Для меня они все живы,
Ибо их сердца не лживы.
Саша Васютков в Москве, Антанас Дрилинга в Вильнюсе, Вася Мокеев в Волгограде, Иван Цанев и Рада Александрова в Софии... “Посмотри, тебе не страшно, реактивный птеродактиль держит курс на Копенгаген” - стихи Ольги Чугай. Я люблю стихи моих товарищей. Мы почти не общаемся, поутихли литературные собрания, кафе Дома литераторов отчуждено, издательства ...
“Россия, верно, последняя страна, где литературу воспринимало всерьез чуть ли не все население поголовно. Потому, может, мы и оказались в результате ... где оказались” - написала мне в письме подруга. И тут я готова с ней спорить. Возможно, эта наша поголовная страсть - единственное , что оправдает все иные вывихи.
- Трудно сочинять стихи?
- Рифмовать нет. Практически может каждый, если захочет. Мыслить образами - другое дело. Парадокс русского стиха: чудовищные глагольные рифмы - и океан поэзии.

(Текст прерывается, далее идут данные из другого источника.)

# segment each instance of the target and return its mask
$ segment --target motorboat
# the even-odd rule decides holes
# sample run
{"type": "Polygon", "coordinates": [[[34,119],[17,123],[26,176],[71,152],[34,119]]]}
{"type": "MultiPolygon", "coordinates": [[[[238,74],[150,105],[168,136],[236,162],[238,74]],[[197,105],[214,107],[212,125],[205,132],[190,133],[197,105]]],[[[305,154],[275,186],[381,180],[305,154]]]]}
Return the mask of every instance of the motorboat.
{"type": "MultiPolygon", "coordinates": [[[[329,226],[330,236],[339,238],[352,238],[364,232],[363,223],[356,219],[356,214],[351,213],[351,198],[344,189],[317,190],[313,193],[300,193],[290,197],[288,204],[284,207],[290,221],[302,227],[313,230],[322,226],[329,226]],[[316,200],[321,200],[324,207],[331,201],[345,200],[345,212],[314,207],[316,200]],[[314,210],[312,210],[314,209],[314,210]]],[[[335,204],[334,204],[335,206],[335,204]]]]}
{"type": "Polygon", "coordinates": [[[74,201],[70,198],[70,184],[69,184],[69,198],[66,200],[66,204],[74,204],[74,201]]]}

- Ваши стихи музыкальны: “И солнечных лучей прозрачна колоннада”. Вам наверняка близок Рахманинов, Бах ...
- И Прокофьев, и Свиридов, и русские народные стоны, и песенка “Зачем он в наш колхоз приехал, зачем нарушил мой покой”.

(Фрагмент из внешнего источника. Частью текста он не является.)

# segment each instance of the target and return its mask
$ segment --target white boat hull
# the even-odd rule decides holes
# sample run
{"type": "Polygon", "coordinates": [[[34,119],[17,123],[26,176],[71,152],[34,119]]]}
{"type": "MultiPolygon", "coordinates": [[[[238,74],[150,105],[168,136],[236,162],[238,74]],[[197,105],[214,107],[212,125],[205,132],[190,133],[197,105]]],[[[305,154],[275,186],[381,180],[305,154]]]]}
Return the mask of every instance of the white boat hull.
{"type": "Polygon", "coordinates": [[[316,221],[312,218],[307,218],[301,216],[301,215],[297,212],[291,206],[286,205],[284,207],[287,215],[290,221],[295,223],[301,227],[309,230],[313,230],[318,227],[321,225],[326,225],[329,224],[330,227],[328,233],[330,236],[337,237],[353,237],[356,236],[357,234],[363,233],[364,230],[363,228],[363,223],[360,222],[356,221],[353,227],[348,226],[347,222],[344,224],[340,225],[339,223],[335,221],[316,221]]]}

- Считается, что поэты - народ не от мира сего. А Вы держитесь обыкновенно, не боитесь шутить.
- Творчество требует перехода в иную реальность, отключения. Но нельзя же вечно отсутствовать. Вот и выходит:
Одной рукою шарю в небесах,
Другой держусь за мыльное корыто.
- Ваши самые яркие впечатления?
- Думаете, поведаю о пещере Зевса на острове Крит или Асуанской плотине? ... В детстве просыпаюсь ночью и с ужасом смотрю как в полумраке по столу ползет гигантский жук. Утром просыпаюсь, оказывается на столе авоська лежит. Вот она, птица воображения. Или тоже из детства: стою по щиколотку в реке, вода бежит теплая, чистая, блестит. Рыбки тычутся. Необыкновенно! Хотя и Нил, конечно, река большая.
- Еще один сборник Ваш называется “Это я”. Здесь Вы тоже хотели, чтобы Вас заметили?

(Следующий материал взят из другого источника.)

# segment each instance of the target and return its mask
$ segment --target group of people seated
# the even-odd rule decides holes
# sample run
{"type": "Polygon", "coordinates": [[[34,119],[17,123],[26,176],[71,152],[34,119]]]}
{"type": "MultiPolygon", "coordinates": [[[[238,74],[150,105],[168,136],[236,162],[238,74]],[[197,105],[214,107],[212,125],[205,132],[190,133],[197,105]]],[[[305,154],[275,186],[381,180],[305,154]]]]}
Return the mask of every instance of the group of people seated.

- Конечно. Я даже, следуя традиции, разослала двадцать экземпляров маститым поэтам, надеясь на их одобрение.
- Одобрили?
- Ответил только Булат Окуджава, поздравил, похвалил. Мне понравилась такая чуткость к юному собрату. Он мне и рекомендацию в Союз писателей давал вместе с Юлией Друниной, царство ей Небесное.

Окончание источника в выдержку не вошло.